I had absolutely no idea what it was for. All I knew was that you “apply directly to the forehead.” The ad created in-house by HeadOn has production values so hideous they seem intentionally campy. (They’re not.) The horrible graphic background. The way the volume fades in and out on the VO. The big, yellow-arrow (as if you didn’t know where the forehead was on the human body). And above all, the very image of this chick rubbing goop back and forth across her head. It’s mesmerizing in its cheesiness and like nothing else on television right now.

From Wikipedia:

In many ways, the commercial is revolutionizing television commercials as a whole, as it introduces a postmodern element to advertising. With a slogan looping three times, and no clear explanation of what the product is, or what the product does, the commercial creates an intrigue and notoriety that many commercial companies are seeking.

But the commercials annoy the hell out of people. Yet they managed to get a lot of buzz going. How about a file to make your own HeadOn ringtone just so you can really irrate all those other people in that boring meeting. Plus they sure did spark parodies that served to increase brand exposure even more.Head On spot 2

Strangely enough the second round campaign, which launced in September addressed viewer annoyance head on. Now they have people on their commercials that talk about how MUCH they hate HeadOn commercials, but how much they like the product.

Smart strategy. In many ways (although I hate to admit it because they are so cheesy) the campaign is pure genius. Slate said it well in their review:

With this one 10-second spot, the makers of HeadOn have torn down all the pretenses that have gummed up the advertising industry for years.
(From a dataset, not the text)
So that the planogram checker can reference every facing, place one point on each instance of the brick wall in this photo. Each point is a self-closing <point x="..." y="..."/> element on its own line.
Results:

Production values? Persuasion? Emotion? Humor (of the intentional kind)? These are stalwarts of the old, outmoded advertising paradigm. The new, head-on (or HeadOn) approach holds that advertising is about blunt force.

I suspect most advertisers avoid the broken-record technique out of fear that it will annoy people. Which it does. But so what? Maybe a small percentage of us will snootily refrain from buying HeadOn—as an act of protest against an ad we find irritating—but this is a small price to pay when millions of other folks are now familiar with HeadOn, curious about it, and unlikely ever to forget its name. The repetition method serves no purpose for a well-established brand (”Coca-Cola: Pour it down your esophagus. Coca-Cola: Pour it down your esophagus”), but for a new product fighting to get noticed, it makes a lot of sense.

In the end, after seeing the spot several times, my curiosity got the better of me and while at a local Walgreens one night picking up a perscription I picked up the HeadOn package and read it. AND..because I suffer from headaches routinely, I bought it. (Their sinister plan worked on me.) And you know what, it works….IF you catch the headache really early. Otherwise you just feel this strange cooling sensation…directly on your forehead.